Nella sua piccola stanza. Giù, in fondo, dove non esistono stanze che possano essere recinte da pareti. Dove non c'è niente di libero, perché tutto è intrappolato nella gabbia che lei ha costruito.
L'ha venerata, ha voluto che questa diventasse casa sua. E adesso è fiera di sentirsi dire che resterà per sempre sola.
Crede di essere un po' pazza e invidia le persone che inconsapevolmente sono osservate per questa loro curiosa stranezza.
Anche lei è osservata, ma l'unica cosa che mostra è quella gabbia che tanto le piace. Perché la solitudine è una scelta, si ripete. Ma sei anche marchiato, si convince, e allora è meglio non combattere e lavorare sodo per potersi ritenere liberi di stanziare nella propria trappola.
Lei la adora, lei l'accarezza e vorrebbe non averla dovuta costruire. Ha desiderato potesse essere già stata fatta, ma non ha mai trovato nulla di pronto, lei. Si è dovuta costruire sé stessa, perché la sua nudità in realtà è anoressia di emozioni.
Apatia. Ma lei adesso ha la sua gabbia che sente tutto. La sua ape che respinge ogni coinvolgimento.
In molti hanno tentato di penetrare nella sua stanza fatta di mani spalancate, ma queste hanno schiaffeggiato chiunque si fosse preso la briga di osare una cosa del genere. Perché la gabbia di Bee non la tocca nessuno, perché lei ha faticato ed è fiera di poter dire che non esiste più alcuna Bee.
Ryan le artigliò una spalla, cercando di scrollarla; lei si volse al solo contatto, graffiandogli il braccio e rinchiudendosi ancora. Bee non guardava più nulla.
Il ragazzo accettò allora quella reazione, pensando solo a quanto fosse difficile, a quanto non ne valesse la pena.
Giunsero allora a deistinazione, dove una casupola stanziava tra la vegetazione.
Bee non emise neanche un respiro, limitandosi a gaurdarsi intorno guardinga e accostarsi al ragazzo che si dirigeva verso l'interno.
Dentro facevano circa tre gradi, e Bee si strinse nel maglione che portava.
C'era stato un solo giorno di vero caldo, quello in cui erano andati sul pontile, poi un susseguirsi di mattini e pomeriggi freddi e ruvidi.
Il luogo in cui erano si presentava come un piccolo rifugio; il salottino appena entrati e il cucinotto a destra della stanza, dove a dividerli vi era solo una mezza parete.
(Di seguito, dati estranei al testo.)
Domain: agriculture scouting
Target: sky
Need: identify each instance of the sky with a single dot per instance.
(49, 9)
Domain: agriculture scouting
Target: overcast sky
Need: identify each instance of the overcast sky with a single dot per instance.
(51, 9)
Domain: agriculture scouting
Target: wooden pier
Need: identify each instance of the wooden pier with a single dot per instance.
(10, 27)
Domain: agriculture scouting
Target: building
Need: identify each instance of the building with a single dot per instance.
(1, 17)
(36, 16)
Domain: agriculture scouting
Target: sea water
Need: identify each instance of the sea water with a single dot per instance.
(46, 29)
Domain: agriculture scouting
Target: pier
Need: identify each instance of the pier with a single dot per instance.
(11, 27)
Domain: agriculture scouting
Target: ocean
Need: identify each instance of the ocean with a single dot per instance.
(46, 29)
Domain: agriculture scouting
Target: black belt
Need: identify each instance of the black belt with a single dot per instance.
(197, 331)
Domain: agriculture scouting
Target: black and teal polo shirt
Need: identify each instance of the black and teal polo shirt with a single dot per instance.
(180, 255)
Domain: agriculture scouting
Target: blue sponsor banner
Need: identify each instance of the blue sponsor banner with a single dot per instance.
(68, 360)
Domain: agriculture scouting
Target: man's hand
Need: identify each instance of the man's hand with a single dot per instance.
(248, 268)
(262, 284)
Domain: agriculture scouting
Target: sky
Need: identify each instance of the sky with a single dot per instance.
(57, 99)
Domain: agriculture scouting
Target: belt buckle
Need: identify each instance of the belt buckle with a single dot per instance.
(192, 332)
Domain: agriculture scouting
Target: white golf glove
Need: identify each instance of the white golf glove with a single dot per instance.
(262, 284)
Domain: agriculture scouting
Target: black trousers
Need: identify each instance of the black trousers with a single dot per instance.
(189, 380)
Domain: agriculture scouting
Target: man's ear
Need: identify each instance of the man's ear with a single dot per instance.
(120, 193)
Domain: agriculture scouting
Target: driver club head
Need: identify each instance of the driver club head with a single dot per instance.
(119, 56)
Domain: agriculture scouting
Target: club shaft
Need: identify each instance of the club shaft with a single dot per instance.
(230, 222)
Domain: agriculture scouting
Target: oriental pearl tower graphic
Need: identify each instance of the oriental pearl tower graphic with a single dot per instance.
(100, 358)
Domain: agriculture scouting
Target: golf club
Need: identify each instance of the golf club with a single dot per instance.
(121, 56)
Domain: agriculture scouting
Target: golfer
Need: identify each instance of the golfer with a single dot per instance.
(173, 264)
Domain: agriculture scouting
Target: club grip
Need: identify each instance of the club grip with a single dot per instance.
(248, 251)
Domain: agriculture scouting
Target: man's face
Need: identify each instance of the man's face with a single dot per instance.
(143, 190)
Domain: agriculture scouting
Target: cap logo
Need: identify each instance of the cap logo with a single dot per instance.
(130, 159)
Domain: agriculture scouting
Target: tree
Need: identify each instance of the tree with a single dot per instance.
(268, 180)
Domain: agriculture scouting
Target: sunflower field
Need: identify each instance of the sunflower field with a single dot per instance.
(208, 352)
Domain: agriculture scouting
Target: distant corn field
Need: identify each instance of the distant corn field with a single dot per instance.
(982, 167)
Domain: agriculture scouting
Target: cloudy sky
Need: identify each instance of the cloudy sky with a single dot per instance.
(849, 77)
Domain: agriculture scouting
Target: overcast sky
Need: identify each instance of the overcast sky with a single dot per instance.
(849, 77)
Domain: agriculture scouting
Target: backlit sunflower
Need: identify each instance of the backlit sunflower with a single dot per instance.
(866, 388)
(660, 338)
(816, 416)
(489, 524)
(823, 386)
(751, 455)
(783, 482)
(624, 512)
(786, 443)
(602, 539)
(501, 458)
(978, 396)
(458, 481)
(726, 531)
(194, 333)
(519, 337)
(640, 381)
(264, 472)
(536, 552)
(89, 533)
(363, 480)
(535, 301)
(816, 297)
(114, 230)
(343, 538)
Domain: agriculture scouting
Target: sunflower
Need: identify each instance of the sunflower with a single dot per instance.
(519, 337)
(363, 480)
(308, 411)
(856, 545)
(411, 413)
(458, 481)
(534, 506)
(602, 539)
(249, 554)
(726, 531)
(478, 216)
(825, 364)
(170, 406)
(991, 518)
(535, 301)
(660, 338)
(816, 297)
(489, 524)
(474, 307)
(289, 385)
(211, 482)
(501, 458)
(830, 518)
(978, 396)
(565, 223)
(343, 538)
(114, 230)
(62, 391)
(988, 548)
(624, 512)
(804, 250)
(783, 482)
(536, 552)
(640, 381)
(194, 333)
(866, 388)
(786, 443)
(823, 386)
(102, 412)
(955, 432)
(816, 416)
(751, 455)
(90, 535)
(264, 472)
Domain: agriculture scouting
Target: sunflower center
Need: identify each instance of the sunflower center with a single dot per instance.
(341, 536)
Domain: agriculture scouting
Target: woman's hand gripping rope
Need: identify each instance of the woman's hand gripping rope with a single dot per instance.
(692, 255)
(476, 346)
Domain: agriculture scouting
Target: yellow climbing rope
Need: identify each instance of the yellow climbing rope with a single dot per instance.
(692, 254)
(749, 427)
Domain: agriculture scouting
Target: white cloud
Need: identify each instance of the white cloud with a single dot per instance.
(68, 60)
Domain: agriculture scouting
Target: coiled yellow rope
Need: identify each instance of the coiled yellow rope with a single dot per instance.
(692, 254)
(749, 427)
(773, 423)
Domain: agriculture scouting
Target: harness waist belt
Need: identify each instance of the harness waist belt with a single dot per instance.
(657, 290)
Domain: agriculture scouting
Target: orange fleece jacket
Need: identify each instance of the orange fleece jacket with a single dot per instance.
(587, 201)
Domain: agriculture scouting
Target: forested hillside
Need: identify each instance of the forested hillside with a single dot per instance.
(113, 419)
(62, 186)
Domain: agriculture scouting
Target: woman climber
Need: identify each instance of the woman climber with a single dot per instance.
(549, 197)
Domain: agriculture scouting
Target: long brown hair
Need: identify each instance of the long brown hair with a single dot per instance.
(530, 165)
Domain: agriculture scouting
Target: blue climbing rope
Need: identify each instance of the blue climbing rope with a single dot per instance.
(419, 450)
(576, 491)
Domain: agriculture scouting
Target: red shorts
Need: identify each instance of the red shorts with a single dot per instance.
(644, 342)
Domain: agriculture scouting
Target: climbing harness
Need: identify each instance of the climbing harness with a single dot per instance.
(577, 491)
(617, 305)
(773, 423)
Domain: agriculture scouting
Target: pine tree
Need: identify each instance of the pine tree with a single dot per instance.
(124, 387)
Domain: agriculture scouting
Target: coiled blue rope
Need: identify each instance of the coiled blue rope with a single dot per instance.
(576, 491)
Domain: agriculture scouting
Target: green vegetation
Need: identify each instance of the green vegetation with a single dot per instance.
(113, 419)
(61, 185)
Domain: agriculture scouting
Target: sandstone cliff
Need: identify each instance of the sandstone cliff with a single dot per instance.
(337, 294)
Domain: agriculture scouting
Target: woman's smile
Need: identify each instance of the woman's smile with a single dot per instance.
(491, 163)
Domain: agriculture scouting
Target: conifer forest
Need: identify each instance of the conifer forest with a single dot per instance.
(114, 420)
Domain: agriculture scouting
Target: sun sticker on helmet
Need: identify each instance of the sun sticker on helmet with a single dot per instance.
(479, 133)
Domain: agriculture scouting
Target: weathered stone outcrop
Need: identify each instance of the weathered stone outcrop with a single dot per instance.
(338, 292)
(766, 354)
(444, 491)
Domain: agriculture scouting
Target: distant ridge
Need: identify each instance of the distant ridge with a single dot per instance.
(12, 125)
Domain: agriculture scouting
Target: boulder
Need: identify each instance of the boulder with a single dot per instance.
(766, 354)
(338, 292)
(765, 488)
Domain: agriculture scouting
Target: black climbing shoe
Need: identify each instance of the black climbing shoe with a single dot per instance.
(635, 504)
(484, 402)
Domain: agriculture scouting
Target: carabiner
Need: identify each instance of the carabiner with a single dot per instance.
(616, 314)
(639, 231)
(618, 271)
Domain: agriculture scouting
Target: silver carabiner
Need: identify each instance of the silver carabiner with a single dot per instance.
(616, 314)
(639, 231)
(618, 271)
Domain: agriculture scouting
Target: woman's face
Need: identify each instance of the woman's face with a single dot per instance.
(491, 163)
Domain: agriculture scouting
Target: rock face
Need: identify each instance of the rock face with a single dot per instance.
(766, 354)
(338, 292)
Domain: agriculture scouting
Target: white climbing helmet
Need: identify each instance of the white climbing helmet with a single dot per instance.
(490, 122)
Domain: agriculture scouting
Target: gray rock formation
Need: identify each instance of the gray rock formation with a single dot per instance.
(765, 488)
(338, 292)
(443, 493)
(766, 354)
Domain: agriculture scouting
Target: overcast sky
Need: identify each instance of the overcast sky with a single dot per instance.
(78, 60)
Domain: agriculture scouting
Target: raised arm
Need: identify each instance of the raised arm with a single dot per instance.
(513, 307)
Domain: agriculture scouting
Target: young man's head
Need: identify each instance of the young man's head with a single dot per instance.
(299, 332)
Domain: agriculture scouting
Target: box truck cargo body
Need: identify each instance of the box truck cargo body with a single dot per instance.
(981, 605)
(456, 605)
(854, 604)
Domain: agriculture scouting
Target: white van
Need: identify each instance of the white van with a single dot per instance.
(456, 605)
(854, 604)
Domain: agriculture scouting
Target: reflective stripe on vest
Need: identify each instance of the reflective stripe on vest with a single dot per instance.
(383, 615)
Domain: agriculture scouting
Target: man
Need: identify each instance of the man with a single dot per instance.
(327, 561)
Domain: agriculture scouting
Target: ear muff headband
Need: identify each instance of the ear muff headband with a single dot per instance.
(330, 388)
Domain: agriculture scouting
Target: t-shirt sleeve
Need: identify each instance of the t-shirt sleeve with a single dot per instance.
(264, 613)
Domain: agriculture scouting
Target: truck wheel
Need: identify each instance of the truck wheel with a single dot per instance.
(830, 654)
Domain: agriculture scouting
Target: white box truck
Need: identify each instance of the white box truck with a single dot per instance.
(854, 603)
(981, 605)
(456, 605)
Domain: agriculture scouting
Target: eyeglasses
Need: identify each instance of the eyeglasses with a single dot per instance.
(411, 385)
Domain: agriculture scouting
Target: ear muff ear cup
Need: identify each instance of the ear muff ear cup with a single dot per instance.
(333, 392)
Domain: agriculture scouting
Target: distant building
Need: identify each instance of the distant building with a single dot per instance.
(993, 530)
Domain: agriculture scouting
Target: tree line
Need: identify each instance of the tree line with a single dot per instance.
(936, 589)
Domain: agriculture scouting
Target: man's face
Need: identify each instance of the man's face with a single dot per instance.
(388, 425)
Oltrepassata l'unica porta presente, sospettava ci fosse il bagno.
Ryan si lasciò andare sui cuscini del divano, osservando la ragazza che, dopo aver chiuso la porta, se ne stava impacciatamente ferma davanti la soglia -questo era stato un punto di ritrovo per tutti gli uomini che si dilettavano nella caccia, finché mia madre non volle rilevarne la proprietà. Pensarono spesso di farci qualcosa, ma alla fine è rimasto un semplice punto in cui si accampavano i miei quando andavano a pescare al laghetto vicino- spiegò, sperando che questo potesse almeno un po' acquietarla.
Quel giorno indossava un paio di leggins neri; Ryan rimase sorpreso di come questi potessero far apparire le sue gambe ancora più minute di quanto già non fossero. Si rialzò allora, andando verso di lei; tanto l'avrebbe sempre avuta vinta quando era sulle spine che navigavano, quindi era inutile continuare a fingere di essere arrabbiato. Lei era più brava di lui nel mostrare indifferenza.
Le sfiorò così le mani, coperte dalla stoffa di quel pesante maglione dal colore discutibile. Si sporse verso di lei, che dal basso della sua espressione imbronciata, sotto le ciglia, non riusciva a non osservarlo. Non riusciva a non sperare si avvicinasse ancora.
Il ragazzo si accostò delicatamente a quei boccioli, carezzandoli e attendendo, finché non fu lei a farsi più vicina.
A Beatrice tremavano i polsi, e debolmente lasciò che le mani scivolassero sulle sue braccia muscolose.
Ryan forzò allora su quelle labbra lasciate socchiuse, passandoci la lingua sul contorno. Percepì subito le unghie irrigidirsi sulla pelle, nonostante poi ricambiasse con piacere quel lento languore che gli si propagava dentro. La fece aderire a sé, accettando il pungente dolore e continuando a farla sciogliere. A far morire quelle costrizioni in cui si rinchiudeva.